You can talk to these services over postgres with dispatcherctl, using the same local dispatcher.yml config.

dispatcherctl running
dispatcherctl workers

The "running" command will likely show scheduled tasks and leftover tasks from the demo. For demo, the uuid and task options allow doing filtering.

dispatcherctl running --task=tests.data.methods.sleep_function

This would show any specific instance of tests.data.methods.sleep_function currently running.

Running Tests

Most tests (except for tests/unit/) require postgres to be running.

pip install -r requirements_dev.txt
make postgres
pytest tests/
pytest asyncio_tests/

Background

This is intended to be a working space for prototyping a code split of:

https://github.com/ansible/awx/tree/devel/awx/main/dispatch

As a part of doing the split, we also want to resolve a number of long-standing design and sustainability issues, thus, asyncio. For a little more background see docs/design_notes.md.

There is documentation of the message formats used by the dispatcherd in docs/message_formats.md. Some of these are internal, but some messages are what goes over the user-defined brokers (pg_notify). You can trigger tasks using your own "publisher" code as an alternative to attached methods like .apply_async. Doing this requires connecting to postges and submitting a pg_notify message with JSON data that conforms to the expected format. The ./run_demo.py script shows examples of this, but borrows some connection and config utilities to help.

Contributing

We ask all of our community members and contributors to adhere to the Ansible code of conduct. If you have questions or need assistance, please reach out to our community team at codeofconduct@ansible.com

Refer to the Contributing guide for further information.

Communication

See the Communication section of the Contributing guide to find out how to get help and contact us.

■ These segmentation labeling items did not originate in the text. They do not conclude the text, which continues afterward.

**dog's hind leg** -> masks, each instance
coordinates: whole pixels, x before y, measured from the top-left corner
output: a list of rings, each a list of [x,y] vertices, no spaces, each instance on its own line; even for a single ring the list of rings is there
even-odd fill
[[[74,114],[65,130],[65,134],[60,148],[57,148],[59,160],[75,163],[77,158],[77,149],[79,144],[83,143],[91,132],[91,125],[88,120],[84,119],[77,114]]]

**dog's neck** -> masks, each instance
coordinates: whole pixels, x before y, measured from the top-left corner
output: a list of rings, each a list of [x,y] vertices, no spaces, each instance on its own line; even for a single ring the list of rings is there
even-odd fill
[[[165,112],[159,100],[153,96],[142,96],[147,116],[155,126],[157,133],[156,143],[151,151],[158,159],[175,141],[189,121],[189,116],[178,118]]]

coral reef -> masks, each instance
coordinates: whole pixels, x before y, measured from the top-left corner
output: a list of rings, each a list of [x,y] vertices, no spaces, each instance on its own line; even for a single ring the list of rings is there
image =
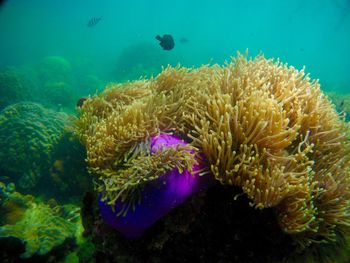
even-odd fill
[[[45,255],[67,239],[80,239],[82,227],[78,207],[58,206],[55,202],[51,202],[52,206],[39,203],[33,196],[8,191],[4,184],[0,184],[0,196],[0,209],[7,209],[1,214],[6,222],[0,227],[0,237],[16,238],[25,244],[21,258]],[[15,222],[6,219],[18,207],[23,210],[19,218]]]
[[[51,151],[67,119],[63,112],[31,102],[16,103],[1,111],[0,171],[21,191],[35,189],[39,178],[47,174]]]
[[[327,95],[335,104],[337,111],[345,114],[345,120],[350,121],[350,94],[328,92]]]
[[[330,250],[346,246],[349,127],[304,70],[242,55],[225,66],[168,67],[155,79],[111,85],[88,99],[76,131],[110,205],[167,170],[171,156],[164,166],[139,168],[152,158],[149,138],[171,132],[204,155],[201,174],[240,189],[257,211],[273,211],[290,239],[290,261],[298,252],[305,262],[326,262]]]
[[[211,183],[211,177],[208,175],[199,176],[197,174],[198,171],[203,169],[203,165],[199,161],[194,165],[191,164],[193,153],[190,150],[182,152],[182,148],[186,146],[183,140],[173,135],[161,133],[156,137],[152,137],[150,144],[151,155],[159,155],[161,152],[163,156],[166,156],[169,148],[178,151],[183,155],[180,156],[185,167],[179,169],[175,166],[152,180],[151,183],[140,190],[138,193],[139,200],[136,203],[117,200],[116,204],[111,207],[104,201],[99,200],[104,221],[123,233],[127,238],[141,237],[144,231],[159,218],[182,204],[190,196],[206,190]],[[170,153],[174,155],[174,158],[177,157],[174,151],[170,151]],[[143,170],[147,171],[150,165],[147,162],[145,164]],[[157,165],[161,167],[161,165]],[[188,170],[186,166],[191,166],[191,170]],[[152,170],[156,170],[156,168],[152,168]],[[157,175],[154,174],[154,176]],[[108,196],[102,198],[109,201]],[[132,211],[128,211],[131,206],[133,207]],[[123,216],[120,216],[122,214]]]

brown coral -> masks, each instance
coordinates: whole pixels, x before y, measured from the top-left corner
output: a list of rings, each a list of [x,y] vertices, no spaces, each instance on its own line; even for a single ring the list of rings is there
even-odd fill
[[[160,131],[191,139],[207,159],[203,172],[240,187],[255,208],[274,208],[301,248],[348,232],[348,127],[304,70],[238,55],[223,67],[168,67],[86,101],[77,132],[110,200],[124,189],[120,170]]]

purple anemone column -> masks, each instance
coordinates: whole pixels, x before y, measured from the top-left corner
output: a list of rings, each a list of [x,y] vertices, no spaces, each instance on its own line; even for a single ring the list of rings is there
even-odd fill
[[[151,153],[162,147],[186,145],[174,135],[160,134],[151,138]],[[203,168],[203,164],[193,167],[193,171]],[[125,216],[117,216],[123,203],[119,200],[115,212],[111,207],[99,200],[100,211],[104,221],[117,229],[127,238],[141,237],[143,232],[170,210],[183,203],[191,195],[206,189],[211,178],[208,175],[193,175],[188,170],[179,173],[175,168],[155,181],[146,183],[141,192],[141,203],[135,210],[129,209]]]

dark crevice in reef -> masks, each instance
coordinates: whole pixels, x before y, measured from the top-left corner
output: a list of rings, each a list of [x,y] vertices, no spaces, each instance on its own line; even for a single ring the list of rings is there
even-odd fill
[[[294,251],[272,209],[255,209],[238,189],[216,185],[127,240],[89,217],[98,262],[279,262]],[[96,210],[95,210],[96,212]],[[86,226],[87,227],[87,226]]]

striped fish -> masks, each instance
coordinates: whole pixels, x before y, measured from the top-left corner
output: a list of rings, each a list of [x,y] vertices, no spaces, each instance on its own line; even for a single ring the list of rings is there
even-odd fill
[[[102,17],[92,17],[88,23],[87,26],[88,27],[93,27],[96,26],[98,22],[100,22],[100,20],[102,19]]]

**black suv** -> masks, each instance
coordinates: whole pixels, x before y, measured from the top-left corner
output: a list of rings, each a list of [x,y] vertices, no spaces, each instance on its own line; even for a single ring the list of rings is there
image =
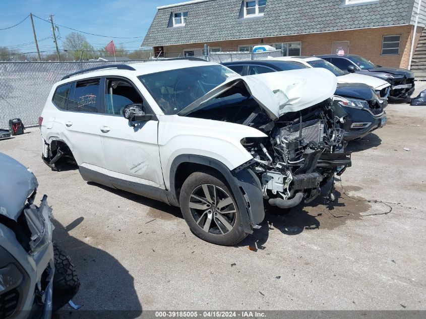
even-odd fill
[[[406,101],[414,91],[414,75],[405,69],[378,66],[359,55],[328,54],[318,55],[346,73],[359,73],[382,79],[392,85],[389,100]]]

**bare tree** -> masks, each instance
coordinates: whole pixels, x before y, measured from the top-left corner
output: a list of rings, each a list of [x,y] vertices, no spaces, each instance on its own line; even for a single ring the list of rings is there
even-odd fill
[[[71,32],[65,37],[64,49],[75,60],[79,60],[80,57],[87,60],[93,55],[93,47],[84,35],[78,32]]]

For more information about getting in touch, see the Ansible communication guide.

Credits

Dispatcherd is sponsored by Red Hat, Inc.

Metrics

You can run a demo of the metrics server. In your first terminal tab, run:

pip install .[pg_notify,metrics]
dispatcherd

In another tab run:

curl http://localhost:8070/metrics

This should report metrics in the following general format:

$ curl http://localhost:8070/metrics
# HELP dispatcher_messages_received_total Number of messages received by dispatchermain
# TYPE dispatcher_messages_received_total counter
dispatcher_messages_received_total 12.0
# HELP dispatcher_control_messages_count_total Number of control messages received.
# TYPE dispatcher_control_messages_count_total counter
dispatcher_control_messages_count_total 1.0
# HELP dispatcher_worker_count_total Number of workers running.
# TYPE dispatcher_worker_count_total counter
dispatcher_worker_count_total 2.0

We expect to add more metrics in the future.